The researchers created a system that simulates realistic patient interactions using actual, but anonymized, medical records. This 'Patient Simulator' works with a 'Clinical Rubrics Generator' which creates detailed ways to evaluate the LLM's performance. They then used this system to train a new LLM called Baichuan-M2, using a special training method called reinforcement learning, and an improved algorithm to help it learn effectively. This training helped the model get better at handling complex medical scenarios.

Why it matters?

This work is important because it shows that simply training LLMs on existing medical exams isn't enough to make them useful in real-world healthcare. By creating a dynamic testing and training environment, they were able to build a model that performs significantly better than others, even some that aren't publicly available, and demonstrates a new level of performance for medical AI given its size. This means we can potentially get more capable medical AI without needing extremely large and expensive models.

Abstract

As large language models (LLMs) advance in conversational and reasoning capabilities, their practical application in healthcare has become a critical research focus. However, there is a notable gap between the performance of medical LLMs on static benchmarks such as USMLE and their utility in real-world clinical decision-making.

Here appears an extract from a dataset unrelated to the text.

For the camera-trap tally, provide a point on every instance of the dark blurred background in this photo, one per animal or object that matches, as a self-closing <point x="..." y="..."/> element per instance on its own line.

This discrepancy arises because traditional exams fail to capture the dynamic, interactive nature of medical consultations. To address this challenge, we introduce a novel dynamic verification framework that moves beyond static answer verifier, establishing a large-scale, high-fidelity interactive reinforcement learning system. Our framework comprises two key components: a Patient Simulator that creates realistic clinical environments using de-identified medical records, and a Clinical Rubrics Generator that dynamically produces multi-dimensional evaluation metrics. Building on this foundation, we develop Baichuan-M2, a 32B-parameter medical augmented reasoning model trained through a multi-stage reinforcement learning strategy with an improved Group Relative Policy Optimization (GRPO) algorithm. Evaluated on HealthBench, Baichuan-M2 outperforms all other open-source models and most advanced closed-source counterparts, achieving a score above 32 on the challenging HealthBench Hard benchmark-previously exceeded only by GPT-5. Our work demonstrates that robust dynamic verifier system is essential for aligning LLM capabilities with practical clinical applications, establishing a new Pareto front in the performance-parameter trade-off for medical AI deployment.